The prosecution is in the midst of presenting its case in Dharun Ravi’s trial for invasion of privacy of his Rutgers University roommate Tyler Clementi. Clementi committed suicide shortly after discovering that Ravi spied on him during a sexual encounter. Some observers see Ravi’s trial as critical to defining legal consequences for cyberbullying. Ravi is not facing criminal charges connected to Clementi’s death, but his suicide hangs over these proceedings as the tragic unintended consequence of Ravi’s spying. The video coverage of the trial is sad, a sobering demonstration of immature callousness and its consequences.

Tyler Clementi

The New Yorker’s February 6 edition has a long story about the Fall 2010 suicide of Rutgers University student Tyler Clementi that dispels some of the misconceptions that sprouted in its wake. The trial of Clementi’s roommate  Dharun Ravi began last week and is expected to last about a month. Ravi is charged with 15 counts including invasion of privacy, hindering prosecution, and bias intimidation, which carries a maximum prison sentence of 10 years. Ravi rejected a plea offer that would have imposed a maximum sentence of five years. My conclusion is that Ravi is an insensitive young man who did inexcusable, casually cruel things, but whose attitudes and actions still place him within the fat part of the bell curve  for 16-22 year old boys and men. It is also difficult to explain Clementi’s suicide in light of his behavior and demeanor in the days following the events and hours before he leaped from the George Washington Bridge. After reading the article I know more and understand less about whole story.

iPhone Tracking

Pursuing iPhone Thief, Officer Knew Right Buttons to Push is a cute little tale of a thief’s comeuppance and a perfect microcosm of the tradeoffs between security and privacy. The article relates how a New York City cop used the Find My iPhone app to locate and recover a stolen iPhone (and arrest the thief) in less than 30 minutes. The app is free to download and install and simple to use: enter the Apple ID and Apple Store password of the target phone in the app’s search screen, select Go, and the phone’s location pops up on Google Maps. You can track the phone as its location changes, lock it, and play a submarine-sonar beeping sound or send and display a message on it. All that’s required is that the target phone be signed into and have Track My Phone enabled on Apple’s iCloud.
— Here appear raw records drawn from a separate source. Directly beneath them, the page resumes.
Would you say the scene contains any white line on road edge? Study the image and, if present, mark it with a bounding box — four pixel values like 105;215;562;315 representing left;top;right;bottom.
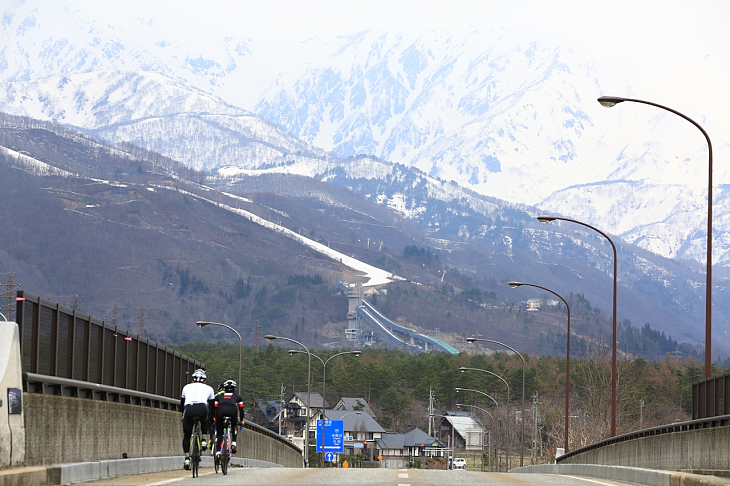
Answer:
561;474;622;486
147;472;213;486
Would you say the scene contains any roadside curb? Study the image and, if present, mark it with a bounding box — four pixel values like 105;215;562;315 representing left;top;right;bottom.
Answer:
509;464;730;486
0;456;282;486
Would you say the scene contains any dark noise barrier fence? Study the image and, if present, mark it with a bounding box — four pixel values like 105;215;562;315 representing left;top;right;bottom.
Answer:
16;290;205;410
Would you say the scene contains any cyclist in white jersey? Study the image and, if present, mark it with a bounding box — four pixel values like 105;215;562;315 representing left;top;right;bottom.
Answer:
180;369;215;469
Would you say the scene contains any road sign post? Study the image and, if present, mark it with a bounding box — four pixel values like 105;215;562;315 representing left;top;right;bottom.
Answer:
317;420;345;454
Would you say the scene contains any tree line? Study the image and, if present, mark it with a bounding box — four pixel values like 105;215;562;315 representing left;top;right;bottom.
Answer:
177;340;708;450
And that’s where one trades privacy for security. Once activated anyone who knows the owner’s Apple ID and password can track the phone’s location. My wife left the house early this morning to play tennis. After reading the article I checked her location–indeed she was at the tennis facility. (Current iPhone technology does not allow me to verify that she was indeed “playing tennis” there.)

Comforting, or creepy?

Supreme Court Rules GPS Tracking Requires Warrant

The U.S. Supreme Court just announced its decision in U.S. v. Jones, ruling unanimously that the government must obtain a warrant before affixing a GPS tracking device to a suspect’s vehicle. While all the justices agreed that the Fourth Amendment required police to obtain a warrant they did not agree on the rationale.  Five joined Justice Scalia’s majority opinion that the Fourth Amendment applied to private property such as a vehicle.  Four agreed with Justice Alito that this warrantless search violated the defendant’s reasonable expectation of privacy. According to the article just posted by The Wall Street Journal

Justice Alito warned that a property-based approach was too narrow to guard against the proliferating threats to personal privacy modern technology posed. Justice Scalia stressed, however, that the majority wasn’t repudiating the broader test articulated in 1967, but rather that it was unnecessary to reach it because installation of the tracker was sufficient by itself to trigger the Fourth Amendment.

I Like My Vanilla Plain

I did a double-take when I saw the picture on a card from the IAPP–International Association of Privacy Professionals. For a reality check on my reaction I handed a card to a student and asked if she noticed anything. She looked at it for three seconds and said “you mean anything other than the lack of diversity?”

IAPP=International Association of Pale People?